(The author is a Reuters Breakingviews columnist. The opinions expressed are her own.)

HONG KONG - Keeping Chinese property developers inside new regulatory boundaries could be challenging. Nearly all the country’s listed real estate companies are crossing at least one of Beijing's three leverage ratios, known as red lines, that are designed to curb wild growth, according to one estimate. With so many crafty manoeuvres available, the crackdown will require extra vigilance.

Take $26 billion Country Garden, the country's biggest developer by sales. It has abundant cash and may only be overstepping the liabilities-to-assets ratio cap of 70%. By taking small equity stakes in joint ventures, however, its higher debt commitments could be obscured.

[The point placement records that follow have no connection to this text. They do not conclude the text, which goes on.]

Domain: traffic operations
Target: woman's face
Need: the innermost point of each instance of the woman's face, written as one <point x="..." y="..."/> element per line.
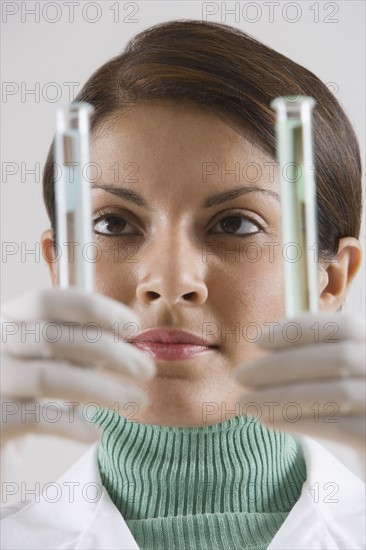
<point x="195" y="246"/>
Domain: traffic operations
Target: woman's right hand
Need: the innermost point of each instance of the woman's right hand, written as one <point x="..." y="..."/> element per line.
<point x="68" y="345"/>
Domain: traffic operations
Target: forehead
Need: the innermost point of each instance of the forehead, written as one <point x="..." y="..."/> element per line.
<point x="167" y="132"/>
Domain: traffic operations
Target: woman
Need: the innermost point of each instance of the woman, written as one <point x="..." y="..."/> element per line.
<point x="189" y="288"/>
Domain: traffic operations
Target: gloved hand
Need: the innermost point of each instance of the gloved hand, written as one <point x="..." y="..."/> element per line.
<point x="68" y="345"/>
<point x="313" y="379"/>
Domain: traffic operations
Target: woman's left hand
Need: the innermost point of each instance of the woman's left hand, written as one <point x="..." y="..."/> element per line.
<point x="313" y="379"/>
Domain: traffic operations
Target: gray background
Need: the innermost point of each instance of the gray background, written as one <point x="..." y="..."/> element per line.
<point x="326" y="37"/>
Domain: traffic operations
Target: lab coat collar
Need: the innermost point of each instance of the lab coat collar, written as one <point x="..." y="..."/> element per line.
<point x="329" y="513"/>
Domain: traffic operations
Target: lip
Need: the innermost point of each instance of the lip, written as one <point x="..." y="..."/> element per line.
<point x="170" y="345"/>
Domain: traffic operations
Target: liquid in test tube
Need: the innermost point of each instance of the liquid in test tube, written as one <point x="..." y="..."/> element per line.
<point x="298" y="202"/>
<point x="73" y="197"/>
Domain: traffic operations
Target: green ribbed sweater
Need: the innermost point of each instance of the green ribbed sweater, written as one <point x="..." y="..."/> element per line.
<point x="225" y="486"/>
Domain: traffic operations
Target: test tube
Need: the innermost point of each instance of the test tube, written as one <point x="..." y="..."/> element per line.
<point x="298" y="202"/>
<point x="73" y="197"/>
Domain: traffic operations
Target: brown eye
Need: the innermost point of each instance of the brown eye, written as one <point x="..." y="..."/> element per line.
<point x="111" y="225"/>
<point x="237" y="225"/>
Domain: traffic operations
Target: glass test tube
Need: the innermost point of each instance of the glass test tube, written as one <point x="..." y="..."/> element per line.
<point x="73" y="197"/>
<point x="298" y="202"/>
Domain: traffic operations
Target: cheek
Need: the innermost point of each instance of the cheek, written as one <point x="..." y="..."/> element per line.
<point x="251" y="288"/>
<point x="244" y="296"/>
<point x="115" y="273"/>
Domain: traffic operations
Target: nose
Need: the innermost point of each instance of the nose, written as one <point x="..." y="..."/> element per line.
<point x="174" y="273"/>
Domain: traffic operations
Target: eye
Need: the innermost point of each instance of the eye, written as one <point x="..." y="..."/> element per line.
<point x="236" y="224"/>
<point x="111" y="224"/>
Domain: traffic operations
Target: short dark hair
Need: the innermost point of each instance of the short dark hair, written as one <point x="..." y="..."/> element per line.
<point x="233" y="75"/>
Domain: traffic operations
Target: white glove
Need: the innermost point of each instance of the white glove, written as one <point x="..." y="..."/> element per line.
<point x="68" y="345"/>
<point x="313" y="380"/>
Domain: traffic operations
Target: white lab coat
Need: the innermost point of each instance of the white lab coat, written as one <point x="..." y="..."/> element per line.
<point x="329" y="513"/>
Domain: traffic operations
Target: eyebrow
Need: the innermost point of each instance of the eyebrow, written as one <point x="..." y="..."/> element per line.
<point x="136" y="198"/>
<point x="126" y="194"/>
<point x="237" y="192"/>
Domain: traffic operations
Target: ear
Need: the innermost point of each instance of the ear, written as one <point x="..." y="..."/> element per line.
<point x="49" y="254"/>
<point x="336" y="275"/>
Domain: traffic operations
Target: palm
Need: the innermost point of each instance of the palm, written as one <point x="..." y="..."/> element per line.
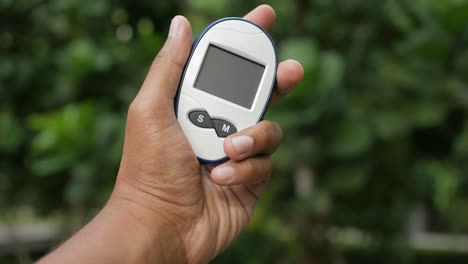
<point x="216" y="213"/>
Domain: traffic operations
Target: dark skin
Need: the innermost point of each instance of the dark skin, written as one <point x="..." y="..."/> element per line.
<point x="166" y="207"/>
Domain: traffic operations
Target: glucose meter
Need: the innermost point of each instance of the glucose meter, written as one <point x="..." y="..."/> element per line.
<point x="226" y="85"/>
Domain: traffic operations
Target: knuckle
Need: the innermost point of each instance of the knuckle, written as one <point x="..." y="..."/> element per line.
<point x="251" y="167"/>
<point x="160" y="59"/>
<point x="265" y="133"/>
<point x="137" y="110"/>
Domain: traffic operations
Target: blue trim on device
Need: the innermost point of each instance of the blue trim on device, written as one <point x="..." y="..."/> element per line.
<point x="194" y="45"/>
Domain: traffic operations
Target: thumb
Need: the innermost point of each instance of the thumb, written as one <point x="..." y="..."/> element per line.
<point x="160" y="86"/>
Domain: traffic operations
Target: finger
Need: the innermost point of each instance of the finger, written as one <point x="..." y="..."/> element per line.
<point x="161" y="83"/>
<point x="250" y="171"/>
<point x="290" y="74"/>
<point x="262" y="138"/>
<point x="263" y="15"/>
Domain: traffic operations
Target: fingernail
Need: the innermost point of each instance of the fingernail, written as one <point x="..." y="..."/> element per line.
<point x="242" y="144"/>
<point x="175" y="26"/>
<point x="224" y="173"/>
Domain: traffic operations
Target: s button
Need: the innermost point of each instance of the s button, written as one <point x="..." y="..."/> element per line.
<point x="201" y="119"/>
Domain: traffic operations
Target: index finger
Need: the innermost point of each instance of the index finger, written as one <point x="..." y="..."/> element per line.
<point x="263" y="15"/>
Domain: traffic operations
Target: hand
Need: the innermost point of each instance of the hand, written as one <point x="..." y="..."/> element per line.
<point x="160" y="173"/>
<point x="183" y="212"/>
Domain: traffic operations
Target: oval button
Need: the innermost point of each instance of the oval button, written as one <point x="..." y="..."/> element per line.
<point x="223" y="128"/>
<point x="201" y="119"/>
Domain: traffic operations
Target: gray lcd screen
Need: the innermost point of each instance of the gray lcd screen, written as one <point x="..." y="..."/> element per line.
<point x="229" y="76"/>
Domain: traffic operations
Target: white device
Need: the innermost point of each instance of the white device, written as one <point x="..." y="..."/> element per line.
<point x="226" y="85"/>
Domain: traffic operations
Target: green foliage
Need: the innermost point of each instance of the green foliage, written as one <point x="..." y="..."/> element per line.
<point x="379" y="124"/>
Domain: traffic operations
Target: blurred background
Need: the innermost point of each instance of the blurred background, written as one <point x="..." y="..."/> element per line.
<point x="374" y="164"/>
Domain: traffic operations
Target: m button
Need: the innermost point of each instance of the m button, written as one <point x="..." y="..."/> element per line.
<point x="201" y="119"/>
<point x="223" y="128"/>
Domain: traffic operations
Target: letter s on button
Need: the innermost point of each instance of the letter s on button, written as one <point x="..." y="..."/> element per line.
<point x="201" y="119"/>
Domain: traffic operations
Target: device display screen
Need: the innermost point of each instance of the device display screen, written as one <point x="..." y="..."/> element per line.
<point x="229" y="76"/>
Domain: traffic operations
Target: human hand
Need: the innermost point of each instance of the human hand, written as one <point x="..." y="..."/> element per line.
<point x="160" y="178"/>
<point x="166" y="207"/>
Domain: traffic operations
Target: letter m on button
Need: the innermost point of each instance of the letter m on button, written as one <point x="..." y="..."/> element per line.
<point x="226" y="128"/>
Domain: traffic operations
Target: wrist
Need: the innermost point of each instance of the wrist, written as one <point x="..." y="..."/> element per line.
<point x="153" y="238"/>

Revenue and advance payments derived from Country Garden’s own projects, and partnerships it controls, combined to make up just 60% of total contract sales from January to June 2020, according to the National Institution for Finance and Development state think tank. That suggests considerable debt may be underreported, including from JVs that Country Garden does not consolidate. The lower the proportion, the bigger the potential problem. Sunac’s is just 41%, based on the research.

Another loophole developers exploit is selling small JV equity stakes to shadow bankers or other investors. The extra capital helps bid for land or finance projects, but there is often an agreement to buy back the position at a fixed, higher price. That makes it an obligation that doesn’t increase debt ratios.

Even harder to detect can be shell companies used to fund developments. In 2018, for example, a construction labor supplier with investments in Country Garden projects borrowed against 1.5 billion yuan ($232 million) of its own shares, with Country Garden backstopping the loans. Guangzhou R&F Properties did something similar involving the local government last month, property website Fang.com reported.

Securitising receivables from contractors is another way to channel borrowed money to developers without increasing their debt on paper. Research outfit Rhodium Group estimates such financial engineering reached a record $24 billion between January and November. Smaller companies also can seek interest-free loans from big shareholders and record it as an account payable, evading regulatory measures. With all these artful ways around the red lines, Chinese authorities will have to be equally creative reading between them.

 

CONTEXT NEWS

- China's deputy housing minister urged authorities in major cities to take steps to curb property market speculation following a recent surge in residential real estate prices, state media Xinhua reported on Jan. 26.

(The author is a Reuters Breakingviews columnist. The opinions expressed are her own.)